Although sharply critical of superstition, especially regarding the saints,2 Thurston accepted the existence of psi and considered it in part a naturalistic phenomenon.3 With regard to survival, he doubted that mediums provide access to the dead in the afterlife, although he considered this possible. He criticized Spiritualism for its confidence that the entities with whom mediums communicate are only the dead: some ‘communications’ may originate in the medium’s subconscious, he felt, while many alleged communications appear to be self-contradictory.4 Thurston further warned that mediums may be communicating with demonic entities or other malevolent beings. He was also open to the possibility that communicators may be beings from another dimension. Thurston accepted poltergeist phenomena as genuine; however, he rejected the widely held modern view that the poltergeist agent, often a person entering puberty, is the sole cause of the phenomena.

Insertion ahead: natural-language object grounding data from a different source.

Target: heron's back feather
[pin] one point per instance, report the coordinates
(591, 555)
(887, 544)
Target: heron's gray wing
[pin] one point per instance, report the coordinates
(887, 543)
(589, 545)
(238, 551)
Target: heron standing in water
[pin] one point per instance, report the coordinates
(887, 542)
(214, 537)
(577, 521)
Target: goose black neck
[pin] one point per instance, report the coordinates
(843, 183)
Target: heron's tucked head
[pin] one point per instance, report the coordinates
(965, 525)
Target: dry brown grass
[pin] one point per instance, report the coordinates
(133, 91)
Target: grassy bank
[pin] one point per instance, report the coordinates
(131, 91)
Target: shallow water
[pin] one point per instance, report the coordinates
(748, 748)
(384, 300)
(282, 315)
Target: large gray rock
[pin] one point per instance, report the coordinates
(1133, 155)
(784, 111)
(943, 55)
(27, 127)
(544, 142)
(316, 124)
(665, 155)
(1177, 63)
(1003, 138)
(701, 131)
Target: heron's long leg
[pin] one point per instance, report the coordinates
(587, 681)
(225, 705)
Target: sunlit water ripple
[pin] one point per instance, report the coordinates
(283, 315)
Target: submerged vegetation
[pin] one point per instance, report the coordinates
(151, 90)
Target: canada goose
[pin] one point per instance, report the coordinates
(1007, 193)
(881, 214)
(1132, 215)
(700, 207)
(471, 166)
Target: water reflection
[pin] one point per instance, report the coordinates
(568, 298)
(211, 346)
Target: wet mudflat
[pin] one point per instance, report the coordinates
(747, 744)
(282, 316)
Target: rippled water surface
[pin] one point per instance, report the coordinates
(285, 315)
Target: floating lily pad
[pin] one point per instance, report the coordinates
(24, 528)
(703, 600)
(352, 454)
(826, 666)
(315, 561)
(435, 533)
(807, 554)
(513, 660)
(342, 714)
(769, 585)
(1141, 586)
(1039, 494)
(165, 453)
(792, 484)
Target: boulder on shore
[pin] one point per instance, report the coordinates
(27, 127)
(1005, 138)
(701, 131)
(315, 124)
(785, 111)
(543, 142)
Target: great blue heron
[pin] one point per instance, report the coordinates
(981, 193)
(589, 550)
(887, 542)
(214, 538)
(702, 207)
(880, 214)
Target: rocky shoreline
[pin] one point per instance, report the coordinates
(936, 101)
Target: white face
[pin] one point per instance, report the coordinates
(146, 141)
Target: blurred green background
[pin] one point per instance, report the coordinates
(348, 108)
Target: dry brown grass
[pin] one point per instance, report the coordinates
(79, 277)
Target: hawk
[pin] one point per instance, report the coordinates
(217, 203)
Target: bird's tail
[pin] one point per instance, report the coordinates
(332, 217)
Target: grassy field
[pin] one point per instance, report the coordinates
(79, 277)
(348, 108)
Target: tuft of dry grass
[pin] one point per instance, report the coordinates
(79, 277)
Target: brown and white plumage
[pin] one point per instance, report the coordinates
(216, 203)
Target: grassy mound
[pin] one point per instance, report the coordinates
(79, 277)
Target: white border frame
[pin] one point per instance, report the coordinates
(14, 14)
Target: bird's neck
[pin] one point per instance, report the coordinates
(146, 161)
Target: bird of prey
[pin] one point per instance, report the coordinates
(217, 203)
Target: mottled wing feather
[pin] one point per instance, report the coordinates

Rather, Thurston considered the agent to be a de facto medium and the poltergeist to be ‘a proof of the existence of a world of spiritual agencies, not cognoscible directly by our sense perception’.5
Thurston died in London on November 3, 1939.
Thurston, H.G.C. (1915) The Memory of our dead. (London: Burns and Oates).
Thurston, H.G.C. (1920). Spiritualism: a catholic view. In: The living age, 8th series, volume 17. (Boston: The Living Age Company), pp. 652-6.
Thurston, H.G.C. (1933a). The church and spiritualism. (Milwaukee: The Bruce Publishing Company).
Thurston, H.G.C. (1933b). Superstition: a backward glance over nineteen centuries.(London: The Centenery Press).
Thurston, H.G.C. (1934). Beauraing and other apparitions. (London: Burns, Oates, and Washbourne).
Thurston, H.G.C. (1952a). Physical phenomena of mysticism. (London: Burns and Oates).
Thurston, H.G.C. (1953). Ghosts and poltergeists. (London: Burns and Oates).
Thurston, H.G.C. (1955). Surprising mystics. (Chicago. Henry Regnery).
- 1. Heimann, M. (2009). Herbert Henry Charles Thurston (1856–1939). Oxford Dictionary of National Biography. Oxford: Oxford University Press; online edition at http://www.oxforddnb.com/view/article/48528. Accessed November 11, 2014.
- 2. (Thurston, H.G.C. (1933b). Superstition: a backward glance over nineteen centuries. (London:The Centenery Press).
- 3. Thurston, H.G.C. (1933a). The Church and Spiritualism. (Milwaukee: The Bruce Publishing Company).
- 4. Thurston, H.G.C. (1920). Spiritualism: a catholic view. In: The Living Age, 8th series, volume 17.
- 5. Thurston, H.G.C. (1955). Surprising Mystics. (Chicago. Henry Regnery) p. 356.